Il 9 agosto del 1510, Giulio II,  lanciò la scomunica contro il duca ALFONSO d' ESTE e, per distrarre le forze francesi dalla difesa del ducato di Ferrara, fece assalir Genova e altre città della Riviera con forze di terra e di mare e indusse gli Svizzeri a scendere in Lombardia. L' impresa della Liguria, tentata dal fuoruscito Ottaviano Fregoso e da Marc'Antonio Colonna, però fallì; quella degli Svizzeri, che si spinsero fin nella Brianza -donde poi comprati dall'oro francese tornarono nelle loro montagne-  non ottenne che di fare rientrare frettolosamente le truppe dello Chaumont nel ducato di Milano; successo migliore invece ebbe la spedizione pontificia nell' Emilia capitanata da Francesco Maria della Rovere che indusse Modena a darsi al Pontefice.
In questo frattempo i Veneziani passavano all'offensiva: LUCIO MALVEZZI, capitano della repubblica, ricuperava Bassano e Marostica, entrava a Vicenza e si spingeva sotto Verona, entro cui si erano rifugiate  le truppe imperiali. Ma un assalto tentato alla città, dopo un intenso fuoco d'artiglieria, non ebbe esito felice e i Veneziani, tolto l'assedio, posero il campo a cinque miglia da Verona.

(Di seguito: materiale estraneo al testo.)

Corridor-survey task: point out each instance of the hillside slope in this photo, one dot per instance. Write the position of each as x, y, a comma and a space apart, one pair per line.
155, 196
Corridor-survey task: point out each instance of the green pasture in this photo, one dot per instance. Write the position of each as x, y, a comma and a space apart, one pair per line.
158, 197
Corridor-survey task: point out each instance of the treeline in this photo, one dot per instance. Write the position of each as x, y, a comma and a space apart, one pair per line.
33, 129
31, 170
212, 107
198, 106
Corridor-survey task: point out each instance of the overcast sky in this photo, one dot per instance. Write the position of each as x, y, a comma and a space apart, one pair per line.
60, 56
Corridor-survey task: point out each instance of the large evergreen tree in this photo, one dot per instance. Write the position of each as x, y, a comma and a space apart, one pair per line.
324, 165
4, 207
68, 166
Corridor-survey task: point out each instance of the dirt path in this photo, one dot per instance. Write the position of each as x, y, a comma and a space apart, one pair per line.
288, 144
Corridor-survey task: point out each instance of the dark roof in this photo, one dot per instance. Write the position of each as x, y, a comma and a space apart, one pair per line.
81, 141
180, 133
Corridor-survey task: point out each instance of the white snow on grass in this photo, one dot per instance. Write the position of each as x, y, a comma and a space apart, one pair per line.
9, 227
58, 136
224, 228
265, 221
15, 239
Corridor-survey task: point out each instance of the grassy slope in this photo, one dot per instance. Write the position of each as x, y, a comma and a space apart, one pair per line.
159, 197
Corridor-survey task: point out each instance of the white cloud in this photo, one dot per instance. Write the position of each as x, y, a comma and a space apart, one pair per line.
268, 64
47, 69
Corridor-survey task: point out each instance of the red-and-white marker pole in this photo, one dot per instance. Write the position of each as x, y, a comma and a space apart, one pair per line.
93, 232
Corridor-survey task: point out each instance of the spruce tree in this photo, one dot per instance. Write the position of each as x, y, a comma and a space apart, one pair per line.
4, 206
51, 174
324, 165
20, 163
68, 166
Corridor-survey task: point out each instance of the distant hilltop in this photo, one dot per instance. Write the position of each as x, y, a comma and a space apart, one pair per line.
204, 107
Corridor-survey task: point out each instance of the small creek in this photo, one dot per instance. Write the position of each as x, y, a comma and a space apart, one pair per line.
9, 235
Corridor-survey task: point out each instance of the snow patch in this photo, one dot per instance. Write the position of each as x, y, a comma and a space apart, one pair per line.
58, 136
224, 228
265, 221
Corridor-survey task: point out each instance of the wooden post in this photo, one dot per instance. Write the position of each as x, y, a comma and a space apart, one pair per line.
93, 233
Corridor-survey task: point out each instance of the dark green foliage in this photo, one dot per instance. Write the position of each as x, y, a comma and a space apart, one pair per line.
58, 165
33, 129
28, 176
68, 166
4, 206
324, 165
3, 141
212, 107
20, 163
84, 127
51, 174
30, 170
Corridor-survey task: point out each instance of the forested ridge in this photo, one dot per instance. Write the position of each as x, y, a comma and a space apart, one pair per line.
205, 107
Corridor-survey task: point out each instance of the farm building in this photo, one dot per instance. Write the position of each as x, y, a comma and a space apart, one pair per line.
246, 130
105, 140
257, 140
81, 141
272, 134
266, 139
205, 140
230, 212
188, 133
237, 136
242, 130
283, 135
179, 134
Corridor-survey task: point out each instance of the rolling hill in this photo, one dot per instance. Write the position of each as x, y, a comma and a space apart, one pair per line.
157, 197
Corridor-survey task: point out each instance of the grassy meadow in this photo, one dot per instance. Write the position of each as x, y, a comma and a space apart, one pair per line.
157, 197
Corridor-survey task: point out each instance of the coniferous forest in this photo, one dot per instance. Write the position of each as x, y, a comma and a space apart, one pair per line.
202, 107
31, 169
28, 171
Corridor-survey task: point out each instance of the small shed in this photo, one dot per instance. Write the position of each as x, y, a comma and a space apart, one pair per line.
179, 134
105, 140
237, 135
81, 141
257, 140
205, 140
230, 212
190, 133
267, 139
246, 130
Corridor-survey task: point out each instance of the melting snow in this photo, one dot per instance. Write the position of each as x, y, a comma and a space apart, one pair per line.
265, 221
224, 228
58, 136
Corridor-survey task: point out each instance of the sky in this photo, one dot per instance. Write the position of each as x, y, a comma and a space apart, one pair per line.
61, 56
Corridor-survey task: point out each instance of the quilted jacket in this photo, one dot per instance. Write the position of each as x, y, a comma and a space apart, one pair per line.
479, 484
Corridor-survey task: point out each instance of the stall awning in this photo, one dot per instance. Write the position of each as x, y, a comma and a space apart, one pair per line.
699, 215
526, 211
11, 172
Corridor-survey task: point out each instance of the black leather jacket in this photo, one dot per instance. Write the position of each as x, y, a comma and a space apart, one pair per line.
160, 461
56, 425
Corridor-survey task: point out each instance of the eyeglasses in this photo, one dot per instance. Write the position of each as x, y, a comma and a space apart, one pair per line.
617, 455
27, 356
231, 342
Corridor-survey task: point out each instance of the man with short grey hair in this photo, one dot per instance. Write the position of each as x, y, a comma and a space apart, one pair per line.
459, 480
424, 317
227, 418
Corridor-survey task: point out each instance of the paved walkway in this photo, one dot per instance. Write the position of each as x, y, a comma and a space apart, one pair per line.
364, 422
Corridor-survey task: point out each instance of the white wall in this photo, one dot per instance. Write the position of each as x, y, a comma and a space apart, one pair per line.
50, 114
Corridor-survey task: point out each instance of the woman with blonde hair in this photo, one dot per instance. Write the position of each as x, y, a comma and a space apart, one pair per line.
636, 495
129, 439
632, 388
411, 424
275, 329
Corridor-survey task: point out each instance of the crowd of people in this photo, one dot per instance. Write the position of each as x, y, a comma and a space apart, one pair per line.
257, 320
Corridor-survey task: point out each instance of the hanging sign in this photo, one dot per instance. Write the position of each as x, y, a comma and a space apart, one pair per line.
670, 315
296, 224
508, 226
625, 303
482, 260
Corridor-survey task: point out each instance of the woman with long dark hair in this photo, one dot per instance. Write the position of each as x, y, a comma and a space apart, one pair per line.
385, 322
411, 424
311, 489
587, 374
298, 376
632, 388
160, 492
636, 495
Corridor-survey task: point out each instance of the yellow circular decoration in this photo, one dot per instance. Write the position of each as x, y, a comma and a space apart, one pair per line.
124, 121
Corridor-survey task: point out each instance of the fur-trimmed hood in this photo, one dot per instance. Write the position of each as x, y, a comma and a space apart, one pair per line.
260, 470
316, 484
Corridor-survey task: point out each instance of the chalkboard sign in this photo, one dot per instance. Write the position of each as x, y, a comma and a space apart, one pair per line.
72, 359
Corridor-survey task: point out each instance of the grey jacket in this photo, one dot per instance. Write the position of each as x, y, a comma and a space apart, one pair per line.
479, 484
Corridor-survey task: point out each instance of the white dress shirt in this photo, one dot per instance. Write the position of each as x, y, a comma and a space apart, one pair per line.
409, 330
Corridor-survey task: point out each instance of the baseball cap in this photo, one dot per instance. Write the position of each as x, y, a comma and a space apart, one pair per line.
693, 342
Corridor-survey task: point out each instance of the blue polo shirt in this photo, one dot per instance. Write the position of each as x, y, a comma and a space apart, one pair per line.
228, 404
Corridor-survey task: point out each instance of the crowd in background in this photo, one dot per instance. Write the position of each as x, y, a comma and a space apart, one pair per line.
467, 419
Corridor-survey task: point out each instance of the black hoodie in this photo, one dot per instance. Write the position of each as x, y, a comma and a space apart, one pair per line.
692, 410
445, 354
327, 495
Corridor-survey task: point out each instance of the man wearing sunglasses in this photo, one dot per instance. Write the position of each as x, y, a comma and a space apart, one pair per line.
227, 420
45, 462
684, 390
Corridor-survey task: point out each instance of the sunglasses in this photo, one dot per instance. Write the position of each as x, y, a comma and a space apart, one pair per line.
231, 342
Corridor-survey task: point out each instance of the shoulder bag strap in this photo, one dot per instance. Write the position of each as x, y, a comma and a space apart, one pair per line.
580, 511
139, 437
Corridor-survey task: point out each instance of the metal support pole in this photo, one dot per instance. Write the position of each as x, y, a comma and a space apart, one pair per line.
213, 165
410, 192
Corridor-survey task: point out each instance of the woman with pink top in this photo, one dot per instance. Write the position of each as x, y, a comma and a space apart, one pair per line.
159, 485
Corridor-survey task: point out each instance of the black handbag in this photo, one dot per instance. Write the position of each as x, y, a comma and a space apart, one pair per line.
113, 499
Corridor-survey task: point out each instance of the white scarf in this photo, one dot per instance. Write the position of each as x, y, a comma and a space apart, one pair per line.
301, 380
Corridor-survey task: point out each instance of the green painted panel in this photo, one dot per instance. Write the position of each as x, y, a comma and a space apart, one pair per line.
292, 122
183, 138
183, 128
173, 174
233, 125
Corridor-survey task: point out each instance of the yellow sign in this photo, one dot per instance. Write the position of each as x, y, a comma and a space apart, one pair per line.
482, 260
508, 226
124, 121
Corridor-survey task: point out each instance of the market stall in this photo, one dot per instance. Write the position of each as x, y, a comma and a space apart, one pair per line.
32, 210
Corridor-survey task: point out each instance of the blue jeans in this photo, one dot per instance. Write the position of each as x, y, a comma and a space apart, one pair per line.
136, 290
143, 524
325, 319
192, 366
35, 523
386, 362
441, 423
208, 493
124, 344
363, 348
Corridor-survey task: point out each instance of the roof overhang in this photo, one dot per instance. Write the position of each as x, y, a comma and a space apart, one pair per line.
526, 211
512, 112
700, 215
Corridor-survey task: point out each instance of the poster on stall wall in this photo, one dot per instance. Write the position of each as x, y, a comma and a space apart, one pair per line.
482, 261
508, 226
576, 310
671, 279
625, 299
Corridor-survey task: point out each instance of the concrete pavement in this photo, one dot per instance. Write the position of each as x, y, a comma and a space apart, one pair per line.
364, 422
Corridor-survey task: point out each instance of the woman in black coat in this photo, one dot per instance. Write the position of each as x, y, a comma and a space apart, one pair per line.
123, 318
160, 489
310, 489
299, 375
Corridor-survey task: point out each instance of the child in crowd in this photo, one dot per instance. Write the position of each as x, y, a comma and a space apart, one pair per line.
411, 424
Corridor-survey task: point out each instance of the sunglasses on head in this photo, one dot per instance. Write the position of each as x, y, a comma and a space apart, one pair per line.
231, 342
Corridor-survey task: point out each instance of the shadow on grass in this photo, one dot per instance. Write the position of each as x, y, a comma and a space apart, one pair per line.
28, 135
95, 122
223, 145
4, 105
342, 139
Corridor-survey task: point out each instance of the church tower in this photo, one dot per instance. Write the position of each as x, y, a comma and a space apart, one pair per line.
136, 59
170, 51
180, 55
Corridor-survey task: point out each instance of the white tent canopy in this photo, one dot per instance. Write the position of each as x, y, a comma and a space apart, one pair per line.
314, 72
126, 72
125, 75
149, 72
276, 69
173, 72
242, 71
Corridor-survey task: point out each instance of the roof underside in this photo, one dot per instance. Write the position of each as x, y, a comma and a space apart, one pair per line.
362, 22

IL CONCILIO FRANCESE DI TOURS


Il contegno del Papa non poteva non irritare LUIGI XII, che, volendolo colpire anche lui con le "armi spirituali", nei primi di settembre adunò a Tours i vescovi francesi. Questo concilio accolse le accuse del re rivolte al Pontefice, il quale, secondo il sovrano, turbava la cristianità con il suo spirito bellicoso, dichiarò che il Papa non poteva portare guerra ai principi per motivi esclusivamente temporali, ed esortò Luigi a portare le sue lagnanze davanti ad un concilio ecumenico da convocarsi d'accordo con l' imperatore.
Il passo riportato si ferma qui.